Still, we are not convinced the strength of no-moat-rated Seven's near-term outlook justifies the doubling of its stock price since April this year. The 52% premium at which the shares are trading relative to our AUD 0.70 fair value estimate appears to incorporate anticipation of corporate activity, amidst consolidation currently under way post the recent media reform. Management did little to quell such thinking, trumpeting its desire to deepen a relationship with entities such as News Corporation--a sure-fire way to keep the mergers and acquisitions proponents occupied. We reiterate that our intrinsic assessment is based on Seven as a stand-alone entity, and is predicated on our view of Seven's sustainable, midcycle TV revenue share and margins.
We project midcycle metropolitan TV advertising revenue share for Seven to be 37.5% longer term, with sustainable margin pegged at 16.0%. This is below the 22.7% average EBIT margin achieved over the past eight years, reflecting the continuing impact of structural pressures on the industry from digital and mobile insurgents, as well as the likely re-emergence of cost pressures to slow audience losses to these disruptors.
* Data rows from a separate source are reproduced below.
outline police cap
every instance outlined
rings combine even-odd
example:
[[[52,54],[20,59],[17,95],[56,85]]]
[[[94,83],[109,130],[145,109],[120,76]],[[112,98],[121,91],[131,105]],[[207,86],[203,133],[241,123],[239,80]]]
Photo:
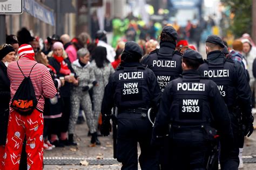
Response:
[[[202,55],[197,51],[193,50],[191,49],[186,50],[182,57],[193,60],[198,60],[200,63],[204,63]]]
[[[167,33],[173,38],[174,40],[177,40],[178,39],[178,33],[172,26],[165,26],[163,29],[162,32]]]
[[[222,52],[224,53],[224,55],[227,55],[230,53],[230,51],[228,51],[228,49],[225,45],[223,50],[222,50]]]
[[[125,43],[124,51],[131,55],[139,55],[139,57],[143,56],[142,49],[137,43],[133,41],[129,41]]]
[[[224,43],[220,37],[216,35],[208,36],[206,40],[206,42],[218,44],[223,48],[225,47]]]

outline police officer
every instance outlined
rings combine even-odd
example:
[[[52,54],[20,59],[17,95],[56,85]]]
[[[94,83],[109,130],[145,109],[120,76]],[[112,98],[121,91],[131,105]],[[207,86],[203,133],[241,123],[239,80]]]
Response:
[[[165,130],[169,127],[169,169],[209,168],[213,164],[207,162],[209,156],[218,157],[217,151],[210,152],[217,148],[218,135],[226,149],[232,144],[227,108],[217,85],[197,71],[203,63],[200,53],[187,50],[183,56],[182,74],[168,84],[161,97],[152,143],[162,145]]]
[[[168,83],[182,72],[182,53],[175,51],[177,38],[178,33],[172,26],[164,27],[160,37],[160,49],[150,52],[142,61],[154,72],[162,92]]]
[[[228,167],[230,169],[237,169],[239,163],[238,142],[239,128],[241,127],[239,124],[244,125],[245,136],[249,137],[253,131],[251,91],[242,67],[237,62],[225,58],[222,52],[224,47],[223,41],[219,37],[209,36],[206,41],[207,60],[199,67],[199,71],[217,84],[228,108],[232,122],[235,144],[232,154],[227,160],[224,160],[224,157],[221,157],[221,154],[226,153],[221,153],[221,169]],[[241,120],[239,108],[242,112]],[[223,148],[221,146],[221,149]]]
[[[125,44],[122,63],[110,78],[102,105],[104,135],[110,133],[112,108],[118,109],[117,158],[122,169],[138,169],[138,142],[142,169],[159,169],[156,150],[150,145],[152,126],[146,113],[150,107],[157,111],[160,91],[153,71],[139,63],[142,56],[142,49],[135,42]]]

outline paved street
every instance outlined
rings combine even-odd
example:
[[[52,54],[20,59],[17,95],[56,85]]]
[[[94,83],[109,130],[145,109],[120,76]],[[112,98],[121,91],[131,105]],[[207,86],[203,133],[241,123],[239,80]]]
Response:
[[[68,146],[64,148],[53,148],[52,151],[45,151],[44,157],[49,160],[61,159],[61,157],[65,157],[65,159],[70,159],[82,158],[84,159],[99,160],[102,162],[104,162],[107,159],[111,159],[113,160],[112,159],[113,156],[112,135],[107,137],[99,137],[102,142],[101,146],[90,147],[89,145],[90,137],[87,136],[88,128],[86,124],[77,125],[76,132],[77,133],[76,140],[78,143],[77,147]],[[245,158],[246,156],[256,155],[255,148],[256,133],[254,133],[251,137],[246,139],[244,158]],[[138,152],[139,153],[139,150]],[[49,160],[46,161],[46,159],[45,160],[45,162],[49,162]],[[44,169],[120,169],[121,167],[120,164],[118,162],[113,165],[91,165],[91,164],[89,164],[89,162],[85,161],[82,163],[84,165],[89,165],[81,166],[77,165],[78,164],[75,162],[71,162],[71,165],[45,165]],[[256,164],[245,164],[244,168],[242,169],[256,169]]]

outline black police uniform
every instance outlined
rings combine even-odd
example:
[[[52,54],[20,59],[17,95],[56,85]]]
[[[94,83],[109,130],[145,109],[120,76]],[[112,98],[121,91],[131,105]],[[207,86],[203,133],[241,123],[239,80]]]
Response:
[[[222,40],[217,36],[209,36],[206,42],[224,47]],[[251,114],[251,91],[244,71],[238,63],[226,59],[221,51],[208,53],[207,60],[198,70],[204,76],[208,77],[217,84],[230,113],[235,144],[228,160],[224,160],[222,159],[224,157],[221,157],[222,154],[227,153],[221,152],[220,162],[221,168],[237,169],[239,163],[238,142],[239,126],[238,120],[240,119],[240,117],[237,115],[239,113],[237,106],[241,108],[243,120],[246,125],[252,126],[253,122],[253,117]]]
[[[167,33],[174,40],[178,38],[177,33],[172,26],[165,26],[162,32]],[[173,43],[160,42],[160,49],[150,52],[141,62],[154,72],[162,92],[168,83],[182,72],[182,53],[175,51],[176,47]]]
[[[184,71],[165,87],[153,130],[153,145],[161,145],[168,126],[169,169],[205,169],[217,134],[226,149],[233,142],[227,108],[216,84],[194,70]]]
[[[131,46],[127,43],[125,51],[132,54],[135,49],[128,48]],[[160,95],[154,73],[138,62],[122,63],[110,77],[101,112],[103,124],[103,115],[111,114],[114,106],[117,107],[117,158],[122,163],[122,169],[138,169],[138,142],[142,169],[159,169],[156,150],[150,145],[152,126],[146,113],[150,107],[157,108]]]

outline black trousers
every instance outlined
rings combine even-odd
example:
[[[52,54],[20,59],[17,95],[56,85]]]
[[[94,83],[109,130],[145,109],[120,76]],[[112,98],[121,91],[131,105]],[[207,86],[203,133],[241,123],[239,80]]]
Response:
[[[169,141],[169,169],[206,169],[210,145],[198,131],[174,133]]]
[[[71,112],[70,97],[63,97],[63,107],[62,110],[62,116],[60,120],[60,132],[66,132],[69,128],[69,117]]]
[[[230,149],[228,144],[220,146],[220,163],[221,169],[237,170],[239,165],[239,146],[241,144],[241,136],[239,132],[238,119],[235,115],[230,113],[231,126],[234,137],[234,145]],[[240,139],[240,140],[239,140]]]
[[[120,113],[118,117],[117,158],[121,169],[138,169],[138,142],[142,169],[159,169],[155,148],[150,145],[152,124],[140,114]]]

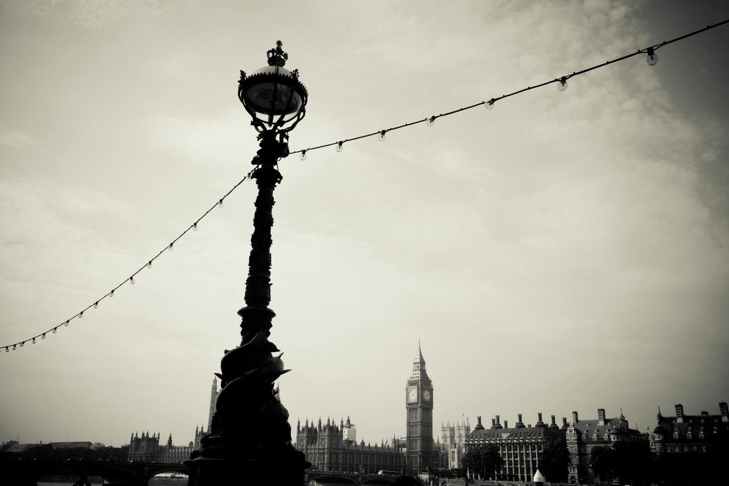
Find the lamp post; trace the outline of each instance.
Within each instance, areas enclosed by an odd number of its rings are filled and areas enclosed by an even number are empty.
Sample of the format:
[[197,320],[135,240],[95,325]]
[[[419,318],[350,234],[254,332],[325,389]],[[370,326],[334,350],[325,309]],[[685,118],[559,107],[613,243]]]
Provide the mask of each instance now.
[[298,70],[284,68],[288,55],[281,41],[268,52],[268,65],[249,76],[241,71],[238,98],[258,132],[260,149],[253,157],[258,195],[246,280],[246,306],[238,311],[241,344],[220,361],[221,391],[210,432],[187,464],[190,485],[303,484],[311,466],[291,444],[289,412],[276,396],[273,382],[288,372],[268,340],[271,320],[270,246],[273,189],[281,181],[275,168],[289,154],[289,132],[305,114],[308,94]]

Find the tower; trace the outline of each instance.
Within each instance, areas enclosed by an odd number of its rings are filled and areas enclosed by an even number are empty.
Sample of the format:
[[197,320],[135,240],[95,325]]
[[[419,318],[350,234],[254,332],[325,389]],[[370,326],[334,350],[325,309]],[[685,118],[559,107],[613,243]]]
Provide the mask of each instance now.
[[210,427],[213,423],[213,413],[215,412],[215,404],[218,401],[218,394],[220,392],[218,391],[218,379],[213,378],[213,386],[210,390],[210,413],[208,415],[208,431],[210,431]]
[[433,467],[433,384],[418,342],[413,372],[405,385],[408,417],[406,474],[417,476]]

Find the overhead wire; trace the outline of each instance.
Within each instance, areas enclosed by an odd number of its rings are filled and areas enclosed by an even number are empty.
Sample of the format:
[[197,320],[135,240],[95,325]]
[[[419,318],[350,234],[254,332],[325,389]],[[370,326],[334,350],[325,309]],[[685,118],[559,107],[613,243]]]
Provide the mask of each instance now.
[[[607,61],[606,61],[604,63],[600,63],[600,64],[596,64],[595,66],[593,66],[589,67],[589,68],[586,68],[582,69],[581,71],[573,71],[572,74],[566,74],[566,75],[560,77],[558,78],[555,78],[555,79],[550,79],[549,81],[545,81],[545,82],[544,82],[542,83],[540,83],[539,85],[535,85],[534,86],[527,86],[525,88],[518,90],[517,91],[514,91],[513,93],[510,93],[508,94],[502,95],[501,96],[491,98],[490,98],[488,100],[486,100],[486,101],[480,101],[479,103],[475,103],[474,104],[469,105],[467,106],[463,106],[461,108],[458,108],[458,109],[451,110],[450,111],[446,111],[445,113],[441,113],[440,114],[438,114],[438,115],[432,115],[431,117],[429,117],[427,118],[424,118],[422,119],[417,119],[417,120],[415,120],[413,122],[406,122],[406,123],[402,123],[401,125],[397,125],[397,126],[394,126],[394,127],[391,127],[390,128],[378,130],[373,132],[371,133],[365,133],[364,135],[360,135],[360,136],[358,136],[351,137],[350,138],[346,138],[344,140],[339,140],[339,141],[337,141],[331,142],[331,143],[329,143],[329,144],[321,144],[321,145],[318,145],[318,146],[313,146],[313,147],[309,147],[309,148],[307,148],[307,149],[300,149],[299,150],[295,150],[295,151],[293,151],[293,152],[289,152],[289,154],[300,153],[301,154],[301,157],[300,158],[304,160],[304,159],[306,158],[306,153],[307,152],[311,152],[312,150],[318,150],[319,149],[324,149],[325,147],[331,146],[332,145],[337,145],[338,146],[338,147],[337,147],[338,152],[341,152],[342,146],[346,142],[354,141],[355,140],[359,140],[361,138],[366,138],[367,137],[374,136],[375,135],[380,135],[380,136],[381,136],[381,139],[384,139],[384,136],[388,132],[391,132],[391,131],[393,131],[393,130],[399,130],[401,128],[405,128],[406,127],[410,127],[412,125],[418,125],[419,123],[423,123],[423,122],[426,122],[427,123],[429,121],[430,122],[430,125],[432,125],[432,122],[434,122],[438,118],[442,118],[443,117],[447,117],[448,115],[454,114],[456,113],[460,113],[460,112],[464,111],[465,110],[470,109],[472,108],[475,108],[476,106],[480,106],[481,105],[484,105],[484,104],[488,104],[488,106],[487,106],[487,108],[490,108],[490,107],[492,107],[494,106],[494,104],[496,101],[499,101],[499,100],[502,100],[502,99],[504,99],[505,98],[509,98],[510,96],[514,96],[515,95],[521,94],[522,93],[524,93],[524,92],[526,92],[526,91],[529,91],[531,90],[534,90],[534,89],[537,89],[538,87],[542,87],[543,86],[546,86],[547,85],[550,85],[550,84],[554,83],[554,82],[561,82],[562,85],[566,87],[566,80],[569,79],[571,78],[573,78],[575,76],[579,76],[580,74],[584,74],[585,73],[589,72],[590,71],[593,71],[593,70],[597,69],[599,68],[602,68],[602,67],[604,67],[604,66],[609,66],[611,64],[615,64],[615,63],[617,63],[617,62],[621,61],[621,60],[624,60],[625,59],[628,59],[629,58],[632,58],[634,56],[638,55],[639,54],[644,53],[644,53],[647,53],[649,55],[649,57],[650,57],[650,56],[655,56],[655,52],[656,50],[658,50],[658,49],[660,49],[660,47],[663,47],[663,46],[668,45],[669,44],[672,44],[674,42],[677,42],[678,41],[687,39],[688,37],[691,37],[692,36],[697,35],[697,34],[701,34],[702,32],[706,32],[706,31],[711,30],[712,28],[715,28],[717,27],[719,27],[720,26],[725,25],[726,23],[729,23],[729,19],[727,19],[725,20],[722,20],[722,21],[719,22],[717,23],[714,23],[714,24],[712,24],[712,25],[706,26],[703,28],[701,28],[701,29],[699,29],[698,31],[695,31],[693,32],[690,32],[689,34],[684,34],[684,35],[680,36],[679,37],[676,37],[675,39],[671,39],[671,40],[663,41],[663,42],[660,42],[659,44],[653,44],[652,46],[649,46],[649,47],[644,47],[643,49],[639,49],[635,52],[631,52],[630,54],[626,54],[626,55],[625,55],[623,56],[621,56],[621,57],[619,57],[619,58],[616,58],[610,60],[607,60]],[[649,59],[648,60],[650,61],[649,62],[649,65],[650,65],[650,66],[652,66],[653,64],[655,63],[655,60]],[[133,284],[134,283],[134,277],[138,273],[139,273],[140,272],[141,272],[142,270],[144,270],[145,267],[147,267],[147,268],[151,268],[152,262],[155,260],[156,260],[157,258],[159,258],[165,251],[171,251],[174,248],[174,243],[176,243],[177,240],[179,240],[183,236],[184,236],[187,233],[188,231],[190,231],[190,230],[196,230],[197,227],[198,227],[198,224],[203,218],[205,218],[208,215],[208,213],[210,213],[210,211],[211,211],[213,209],[214,209],[217,206],[218,206],[218,207],[222,206],[223,200],[226,197],[227,197],[230,195],[230,193],[232,193],[234,190],[235,190],[235,189],[238,186],[240,186],[241,184],[242,184],[243,181],[245,181],[246,179],[251,179],[251,176],[252,176],[252,174],[254,173],[254,171],[256,169],[254,168],[250,172],[249,172],[248,174],[246,174],[235,186],[233,186],[233,188],[230,191],[228,191],[227,192],[226,192],[225,195],[222,196],[222,197],[220,197],[218,200],[218,201],[215,203],[215,204],[214,204],[207,211],[206,211],[205,213],[203,213],[202,216],[200,216],[199,218],[198,218],[184,231],[183,231],[182,233],[180,233],[180,235],[177,238],[176,238],[174,240],[173,240],[168,245],[167,245],[165,248],[163,248],[162,250],[160,250],[156,255],[155,255],[155,256],[153,256],[151,259],[148,260],[147,263],[145,263],[141,267],[140,267],[139,269],[137,269],[137,270],[135,271],[133,273],[132,273],[130,276],[129,276],[127,278],[125,278],[123,281],[122,281],[122,282],[120,283],[119,283],[117,286],[114,287],[112,290],[110,290],[109,292],[107,292],[106,294],[105,294],[104,295],[103,295],[102,297],[101,297],[99,299],[95,300],[93,302],[93,303],[87,305],[86,307],[85,307],[82,310],[79,311],[78,313],[77,313],[73,316],[67,318],[65,321],[62,321],[60,324],[58,324],[56,326],[54,326],[51,327],[47,331],[45,331],[45,332],[42,332],[40,334],[36,334],[35,336],[33,336],[31,337],[29,337],[29,338],[28,338],[26,340],[23,340],[22,341],[18,341],[17,342],[15,342],[14,344],[1,345],[1,346],[0,346],[0,350],[4,348],[6,351],[9,351],[11,349],[12,349],[12,350],[16,349],[17,346],[20,346],[22,348],[28,341],[31,341],[31,342],[35,343],[36,340],[39,337],[40,337],[41,339],[45,339],[45,337],[46,337],[47,334],[48,334],[50,332],[50,333],[55,333],[57,332],[57,330],[58,329],[59,327],[61,327],[62,326],[69,326],[69,324],[70,324],[71,321],[72,321],[73,319],[74,319],[74,318],[82,318],[85,312],[87,311],[89,309],[90,309],[92,307],[93,307],[95,309],[97,308],[98,307],[99,302],[101,302],[102,300],[104,300],[106,297],[114,297],[114,291],[116,290],[117,290],[120,287],[121,287],[122,285],[125,284],[127,282],[129,282],[130,283]]]
[[[712,24],[712,25],[706,26],[703,28],[701,28],[701,29],[699,29],[698,31],[695,31],[693,32],[690,32],[689,34],[684,34],[682,36],[679,36],[679,37],[676,37],[675,39],[671,39],[671,40],[668,40],[668,41],[663,41],[663,42],[660,42],[659,44],[654,44],[653,45],[648,46],[647,47],[644,47],[643,49],[639,49],[635,52],[631,52],[630,54],[626,54],[625,55],[620,56],[620,58],[616,58],[615,59],[612,59],[610,60],[605,61],[604,63],[601,63],[600,64],[596,64],[595,66],[593,66],[589,67],[589,68],[586,68],[582,69],[581,71],[573,71],[572,74],[565,74],[564,76],[561,76],[561,77],[560,77],[558,78],[555,78],[553,79],[550,79],[549,81],[545,81],[545,82],[544,82],[542,83],[539,83],[539,85],[535,85],[534,86],[527,86],[525,88],[522,88],[522,89],[518,90],[517,91],[514,91],[513,93],[510,93],[508,94],[502,95],[501,96],[496,96],[496,97],[491,98],[490,99],[486,100],[484,101],[480,101],[479,103],[474,103],[472,105],[469,105],[467,106],[464,106],[462,108],[458,108],[458,109],[456,109],[454,110],[451,110],[450,111],[446,111],[445,113],[441,113],[440,114],[438,114],[438,115],[432,115],[432,116],[429,117],[427,118],[424,118],[424,119],[416,119],[416,120],[415,120],[413,122],[409,122],[408,123],[403,123],[403,124],[399,125],[397,125],[396,127],[392,127],[391,128],[385,128],[385,129],[378,130],[377,130],[375,132],[373,132],[371,133],[365,133],[364,135],[360,135],[359,136],[351,137],[350,138],[345,138],[343,140],[338,140],[337,141],[330,142],[329,144],[323,144],[321,145],[317,145],[316,146],[308,147],[307,149],[300,149],[298,150],[292,151],[290,153],[291,154],[301,153],[301,154],[303,154],[303,156],[300,157],[300,158],[301,158],[302,160],[305,160],[305,158],[306,158],[306,154],[308,153],[309,152],[311,152],[312,150],[318,150],[319,149],[324,149],[324,148],[328,147],[328,146],[332,146],[332,145],[337,145],[337,146],[338,146],[338,152],[341,152],[342,151],[342,146],[343,146],[343,144],[345,143],[346,143],[346,142],[351,142],[351,141],[354,141],[355,140],[359,140],[360,138],[367,138],[367,137],[372,137],[372,136],[375,136],[375,135],[382,135],[383,136],[384,136],[385,133],[387,133],[388,132],[391,132],[391,131],[395,130],[399,130],[400,128],[405,128],[405,127],[410,127],[410,126],[412,126],[413,125],[418,125],[418,123],[423,123],[424,122],[425,122],[427,123],[429,120],[430,120],[430,125],[432,125],[432,122],[434,122],[438,118],[442,118],[443,117],[448,117],[448,115],[451,115],[451,114],[456,114],[456,113],[460,113],[461,111],[465,111],[465,110],[468,110],[468,109],[471,109],[472,108],[475,108],[476,106],[480,106],[481,105],[484,105],[484,104],[487,104],[487,103],[489,104],[491,106],[493,106],[494,103],[495,103],[496,101],[499,101],[499,100],[502,100],[502,99],[504,99],[505,98],[509,98],[510,96],[514,96],[515,95],[518,95],[518,94],[521,94],[521,93],[524,93],[526,91],[529,91],[531,90],[534,90],[534,89],[537,89],[538,87],[542,87],[542,86],[546,86],[547,85],[551,85],[552,83],[554,83],[554,82],[562,82],[563,85],[566,85],[566,80],[569,79],[570,78],[573,78],[575,76],[579,76],[580,74],[584,74],[585,73],[589,72],[589,71],[593,71],[594,69],[598,69],[599,68],[605,67],[606,66],[609,66],[611,64],[615,64],[615,63],[620,62],[621,60],[624,60],[625,59],[628,59],[629,58],[632,58],[633,56],[638,55],[639,54],[642,54],[642,53],[644,53],[644,52],[648,53],[650,55],[652,55],[653,52],[655,52],[655,51],[658,50],[660,47],[663,47],[663,46],[666,46],[666,45],[668,45],[669,44],[672,44],[674,42],[677,42],[678,41],[682,40],[682,39],[686,39],[687,37],[690,37],[692,36],[695,36],[696,34],[701,34],[702,32],[706,32],[706,31],[711,30],[712,28],[715,28],[717,27],[719,27],[720,26],[723,26],[724,24],[728,23],[729,23],[729,19],[727,19],[725,20],[722,20],[722,22],[719,22],[717,23],[714,23],[714,24]],[[655,62],[653,63],[653,64],[655,64]],[[652,66],[652,64],[650,64],[650,65]]]

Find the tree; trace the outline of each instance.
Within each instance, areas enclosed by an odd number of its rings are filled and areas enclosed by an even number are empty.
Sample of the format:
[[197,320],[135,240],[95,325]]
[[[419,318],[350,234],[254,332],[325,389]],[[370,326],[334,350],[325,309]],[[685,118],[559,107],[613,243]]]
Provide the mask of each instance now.
[[504,460],[493,444],[472,446],[463,458],[463,466],[476,478],[490,479],[504,467]]
[[650,449],[647,444],[619,441],[612,446],[613,471],[620,484],[650,484]]
[[590,469],[602,482],[612,482],[615,476],[614,455],[612,447],[601,445],[590,452]]
[[548,439],[545,442],[539,458],[539,471],[550,482],[566,482],[569,450],[564,438]]

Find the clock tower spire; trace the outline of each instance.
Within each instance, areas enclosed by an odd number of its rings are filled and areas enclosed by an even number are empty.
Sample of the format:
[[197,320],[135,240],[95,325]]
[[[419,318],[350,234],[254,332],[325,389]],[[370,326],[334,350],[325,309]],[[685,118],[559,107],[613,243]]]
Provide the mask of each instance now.
[[426,370],[418,340],[418,354],[405,385],[408,412],[406,474],[417,476],[433,467],[433,383]]

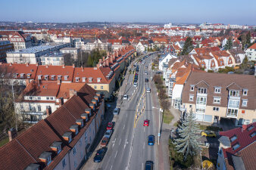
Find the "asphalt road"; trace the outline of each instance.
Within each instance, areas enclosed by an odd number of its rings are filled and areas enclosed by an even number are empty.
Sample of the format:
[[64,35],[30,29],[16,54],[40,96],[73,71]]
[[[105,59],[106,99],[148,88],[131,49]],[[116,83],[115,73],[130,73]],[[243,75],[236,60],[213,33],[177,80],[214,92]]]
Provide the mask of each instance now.
[[[152,58],[157,54],[152,55]],[[141,100],[144,88],[151,88],[149,82],[145,82],[145,79],[151,80],[148,70],[151,57],[145,58],[145,63],[139,63],[139,73],[138,79],[138,87],[133,87],[133,75],[129,76],[128,84],[126,87],[126,94],[130,100],[123,100],[118,116],[114,118],[116,122],[114,127],[114,133],[108,144],[108,151],[103,160],[100,163],[95,163],[92,160],[89,161],[83,169],[101,169],[101,170],[139,170],[144,169],[146,160],[154,162],[154,168],[157,169],[156,144],[158,142],[158,128],[155,125],[154,115],[152,113],[152,104],[151,93],[145,93],[145,112],[139,117],[136,125],[134,125],[136,108]],[[145,66],[148,75],[145,74]],[[139,106],[141,108],[142,106]],[[149,119],[149,126],[144,127],[145,119]],[[148,145],[148,136],[155,136],[154,146]],[[97,149],[100,147],[98,146]],[[95,153],[92,153],[93,158]]]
Seven's fiscal 2018 normalised net profit after tax, or NPAT, reduced 15% to AUD 143 million. Including one-off impairment charges, redundancy costs, partly offset by gains on asset sales, reported net profit was AUD 135 million. Dividends remain suspended, as restoring balance sheet health continues to take priority. Good progress was made on that front, with debt falling by AUD 76 million in the June-half to AUD 635 million and net debt/EBITDA down to 2.3 times (from 2.4 times a year ago). We see management's target leverage of below 2.0 times in fiscal 2019 as achievable, with our forecast showing 1.9 times.
Divisionally, TV EBIT fell 14% to AUD 216 million, slightly below our AUD 220 million estimate. This was driven by the well-documented ratings struggles which led to a fall in TV market revenue share to 38.1%, from 40.2% a year ago. However, strong recovery was evident in the second half, with ratings share reaching an all-time industry record of 41.6% (from 39.4% a year ago). While this was boosted by both the Winter Olympics and Commonwealth Games telecasts, Seven fully leveraged the promotional platforms that these events provided, kickstarting the ratings recovery. In fact, excluding the Commonwealth Games, Seven ratings share still averaged around 40%, setting a strong foundation for monetisation in fiscal 2019. The schedule will be further boosted by the recently-signed cricket rights, furnishing Seven with a premium all-year-round sports content (summer cricket, winter Australian Football League).
Newspaper EBIT fell 19% to AUD 21 million, above our AUD 19 million forecast, driven mostly by better-than-expected cost reduction. Magazine EBIT jumped to AUD 10 million, from AUD 4 million a year ago. This was the first increase in recent memory, mainly aided by significant cost savings from recent restructuring.